Portanto, era uma festa pagã, condenada na Europa durante a Idade Média, quando passou a ser chamada de Dia das Bruxas. Quem comemorasse a data, era perseguido e condenado pela Inquisição à fogueira. Para diminuir as influências pagãs, a Igreja cristianizou a festa e criou o Dia de Finados: 2 de novembro.

Símbolos e tradições - Por estar relacionada em sua origem à morte, a festa resgata elementos e figuras assustadoras, tendo como símbolos, fantasmas, bruxas, zumbis, caveiras, monstros, gatos negros e até personagens como Drácula e Frankenstein. As crianças também participam desta festa. Com a ajuda dos pais, usam fantasias assustadoras e vão de porta em porta na vizinhança, dizendo “doçura ou travessura?”.  Naturalmente, terminam a noite de 31 de outubro com sacos cheios de balas, chocolates e doces.

Halloween no Brasil - No Brasil, a comemoração desta data é recente. Chegou ao nosso país através da grande influência da cultura americana, principalmente pela televisão. Os cursos de língua inglesa também colaboraram para a propagação da festa em território nacional, pois valorizam e comemoram esta data com seus alunos: uma forma de vivenciar com os estudantes a cultura norte-americana.
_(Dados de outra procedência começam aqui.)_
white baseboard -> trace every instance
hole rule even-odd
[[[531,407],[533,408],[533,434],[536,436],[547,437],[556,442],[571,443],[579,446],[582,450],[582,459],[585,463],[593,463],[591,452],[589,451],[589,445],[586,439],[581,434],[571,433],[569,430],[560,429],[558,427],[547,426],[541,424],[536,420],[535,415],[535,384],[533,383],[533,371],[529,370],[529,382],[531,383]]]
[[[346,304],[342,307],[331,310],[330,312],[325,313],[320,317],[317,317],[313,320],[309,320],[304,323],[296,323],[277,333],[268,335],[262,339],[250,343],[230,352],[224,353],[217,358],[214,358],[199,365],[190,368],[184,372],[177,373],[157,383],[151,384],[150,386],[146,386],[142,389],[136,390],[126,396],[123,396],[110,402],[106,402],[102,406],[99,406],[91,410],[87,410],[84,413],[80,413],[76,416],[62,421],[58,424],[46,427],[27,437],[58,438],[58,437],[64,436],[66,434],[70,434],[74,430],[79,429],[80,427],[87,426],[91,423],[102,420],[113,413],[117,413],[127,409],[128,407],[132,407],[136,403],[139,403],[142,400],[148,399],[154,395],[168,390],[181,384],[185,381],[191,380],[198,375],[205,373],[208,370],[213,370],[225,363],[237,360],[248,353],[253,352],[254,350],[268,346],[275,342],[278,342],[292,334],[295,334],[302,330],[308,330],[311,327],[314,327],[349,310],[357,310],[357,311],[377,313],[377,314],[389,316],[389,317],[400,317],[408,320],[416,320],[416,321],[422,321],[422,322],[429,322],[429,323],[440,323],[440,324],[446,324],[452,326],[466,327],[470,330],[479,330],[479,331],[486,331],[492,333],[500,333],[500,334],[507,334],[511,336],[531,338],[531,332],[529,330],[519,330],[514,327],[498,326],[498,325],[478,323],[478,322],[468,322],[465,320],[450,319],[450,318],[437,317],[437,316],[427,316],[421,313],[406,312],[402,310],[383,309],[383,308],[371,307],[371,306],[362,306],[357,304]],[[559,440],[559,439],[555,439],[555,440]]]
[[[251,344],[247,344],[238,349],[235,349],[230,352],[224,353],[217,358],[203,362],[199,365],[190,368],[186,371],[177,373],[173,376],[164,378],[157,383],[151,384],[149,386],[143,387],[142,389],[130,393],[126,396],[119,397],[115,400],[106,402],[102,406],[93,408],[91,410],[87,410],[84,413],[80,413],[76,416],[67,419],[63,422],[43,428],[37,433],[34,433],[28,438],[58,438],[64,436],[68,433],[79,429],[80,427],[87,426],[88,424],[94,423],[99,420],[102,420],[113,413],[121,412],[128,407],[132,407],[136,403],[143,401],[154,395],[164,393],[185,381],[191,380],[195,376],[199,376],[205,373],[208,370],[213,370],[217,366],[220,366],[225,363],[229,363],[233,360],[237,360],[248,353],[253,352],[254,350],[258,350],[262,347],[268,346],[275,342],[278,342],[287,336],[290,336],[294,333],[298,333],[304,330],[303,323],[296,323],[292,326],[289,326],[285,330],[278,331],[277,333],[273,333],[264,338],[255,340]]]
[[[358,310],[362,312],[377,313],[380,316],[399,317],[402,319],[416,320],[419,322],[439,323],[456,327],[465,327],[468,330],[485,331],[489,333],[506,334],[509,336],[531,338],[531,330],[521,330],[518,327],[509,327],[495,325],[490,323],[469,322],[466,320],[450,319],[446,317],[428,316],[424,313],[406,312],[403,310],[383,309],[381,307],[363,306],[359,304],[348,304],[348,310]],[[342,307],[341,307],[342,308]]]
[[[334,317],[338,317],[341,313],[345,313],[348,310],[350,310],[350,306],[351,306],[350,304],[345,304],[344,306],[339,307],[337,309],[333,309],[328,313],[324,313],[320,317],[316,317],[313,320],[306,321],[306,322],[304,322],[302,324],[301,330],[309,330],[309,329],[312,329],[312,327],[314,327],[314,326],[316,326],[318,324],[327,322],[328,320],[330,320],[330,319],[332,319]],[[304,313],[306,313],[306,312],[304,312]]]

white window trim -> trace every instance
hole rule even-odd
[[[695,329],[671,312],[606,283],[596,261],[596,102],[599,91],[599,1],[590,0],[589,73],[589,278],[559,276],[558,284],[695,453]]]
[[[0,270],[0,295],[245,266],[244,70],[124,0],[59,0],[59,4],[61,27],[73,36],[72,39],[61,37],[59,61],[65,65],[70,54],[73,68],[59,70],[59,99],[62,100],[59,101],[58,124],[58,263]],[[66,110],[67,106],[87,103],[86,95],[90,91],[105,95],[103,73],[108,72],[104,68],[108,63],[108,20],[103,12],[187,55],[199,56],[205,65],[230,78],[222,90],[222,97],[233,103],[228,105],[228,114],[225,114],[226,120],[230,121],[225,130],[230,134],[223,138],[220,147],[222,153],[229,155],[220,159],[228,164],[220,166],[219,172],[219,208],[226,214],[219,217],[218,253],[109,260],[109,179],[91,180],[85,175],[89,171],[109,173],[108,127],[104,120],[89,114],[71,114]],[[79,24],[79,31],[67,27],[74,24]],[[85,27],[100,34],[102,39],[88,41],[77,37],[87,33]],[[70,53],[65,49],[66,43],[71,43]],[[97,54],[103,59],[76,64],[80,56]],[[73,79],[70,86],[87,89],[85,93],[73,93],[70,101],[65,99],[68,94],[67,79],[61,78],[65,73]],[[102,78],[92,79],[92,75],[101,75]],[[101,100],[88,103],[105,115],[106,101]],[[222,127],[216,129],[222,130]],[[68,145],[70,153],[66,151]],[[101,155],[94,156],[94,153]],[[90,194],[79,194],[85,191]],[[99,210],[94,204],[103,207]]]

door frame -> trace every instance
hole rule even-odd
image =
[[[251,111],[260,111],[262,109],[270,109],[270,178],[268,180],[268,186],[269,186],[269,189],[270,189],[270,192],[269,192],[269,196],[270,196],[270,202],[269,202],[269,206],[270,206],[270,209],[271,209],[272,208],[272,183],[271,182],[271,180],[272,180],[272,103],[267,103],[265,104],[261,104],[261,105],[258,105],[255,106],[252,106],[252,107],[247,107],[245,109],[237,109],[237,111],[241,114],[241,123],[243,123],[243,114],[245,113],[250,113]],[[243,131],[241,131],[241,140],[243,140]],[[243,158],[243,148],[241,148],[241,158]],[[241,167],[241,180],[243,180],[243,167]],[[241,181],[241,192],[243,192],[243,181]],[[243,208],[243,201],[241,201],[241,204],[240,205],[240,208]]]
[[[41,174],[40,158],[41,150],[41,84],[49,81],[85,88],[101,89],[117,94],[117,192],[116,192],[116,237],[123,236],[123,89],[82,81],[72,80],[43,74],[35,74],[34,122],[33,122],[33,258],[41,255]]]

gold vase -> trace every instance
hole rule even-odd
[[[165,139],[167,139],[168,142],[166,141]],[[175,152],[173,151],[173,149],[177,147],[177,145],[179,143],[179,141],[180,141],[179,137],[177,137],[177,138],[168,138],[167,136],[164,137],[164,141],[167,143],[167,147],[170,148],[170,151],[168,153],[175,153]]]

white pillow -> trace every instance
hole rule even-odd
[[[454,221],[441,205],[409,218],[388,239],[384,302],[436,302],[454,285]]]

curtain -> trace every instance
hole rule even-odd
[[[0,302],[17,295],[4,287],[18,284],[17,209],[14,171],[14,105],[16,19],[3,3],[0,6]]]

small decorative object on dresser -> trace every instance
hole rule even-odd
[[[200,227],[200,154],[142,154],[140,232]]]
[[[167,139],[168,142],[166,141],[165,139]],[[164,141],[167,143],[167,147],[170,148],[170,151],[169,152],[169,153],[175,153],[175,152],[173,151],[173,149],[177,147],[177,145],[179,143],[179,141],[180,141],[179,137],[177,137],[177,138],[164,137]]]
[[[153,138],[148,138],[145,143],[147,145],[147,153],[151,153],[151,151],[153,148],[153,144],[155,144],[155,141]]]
Críticas - Muitos brasileiros defendem que a data nada tem a ver com nossa cultura e, portanto, deveria ser deixada de lado. Argumentam que o Brasil tem um rico folclore que deveria ser mais valorizado. Para tanto, foi criado pelo governo, em 2005, o Dia do Saci, comemorado também em 31 de outubro. A comemoração da data também recebe fortes críticas dos setores religiosos, principalmente das religiões cristãs. O argumento é que a festa de origem pagã dissemina, principalmente entre crianças e jovens, ideias e imagens que não correspondem aos princípios e valores cristãos. De acordo ainda com estes religiosos, as imagens valorizadas no Halloween são negativas e contrárias à prática do bem.

Curiosidades

Aparentemente, as primeiras celebrações da data no universo cristão tiveram início em 13 de maio de 610 d.C., quando o Papa Bonifácio IV, dedicou o Panteão de Roma, a Maria e todos os mártires. A data foi mudada para 1º de novembro (que era o dia da dedicação da Capela de Todos os Santos na Basílica de São Pedro, no Vaticano) pelo Papa Gregório III, no século seguinte, para coincidir com a celebração que já ocorria na Inglaterra. Posteriormente, no século XI, o feriado de Finados foi definido como sendo dia 2 de novembro por monges de Cluny, na França. Embora seja um feriado religioso, na Idade Média, acreditava-se que neste dia, almas do purgatório poderiam aparecer em forma de bruxas, sapos e monstros.

Sobre a origem da palavra Halloween, uma das hipóteses é que veio da contração da frase “All Hallows’ Eve”, que significa Véspera (do Dia) de Todos os Santos, ou seja, uma referência à data do dia 31 de outubro, quando é celebrado o Halloween até os dias de hoje.

Abóboras: Como alguns segmentos religiosos pregam o não-consumo de carne nesta data, as pessoas tendiam a optar por alimentos de origem vegetal. Uma vez que a data é no final de outubro, época das colheitas no hemisfério norte, muitas pessoas optavam por preparar alimentos com abóboras e maçãs, que eram colhidos na época. Para se ter uma ideia, na Irlanda e Escócia, o nabo era tradicionalmente esculpido durante o Halloween. Foram imigrantes da América do Norte que utilizaram abóboras, a partir de 1837, que se tornaram um símbolo do Halloween depois da metade do século XIX.

Gostosuras ou Travessuras: Também na Idade Média, era costume as crianças passarem pela vizinhança fazendo orações pelos familiares falecidos de cada casa. Em troca, recebiam um bolo, chamado de “Bolo das Almas”. Provavelmente, esta tradição acabou mudando um pouco entre os séculos XVI e XVII, devido à Reforma Protestante e consequente perseguição dos católicos, que eram impedidos inclusive de realizar qualquer tipo de celebração religiosa.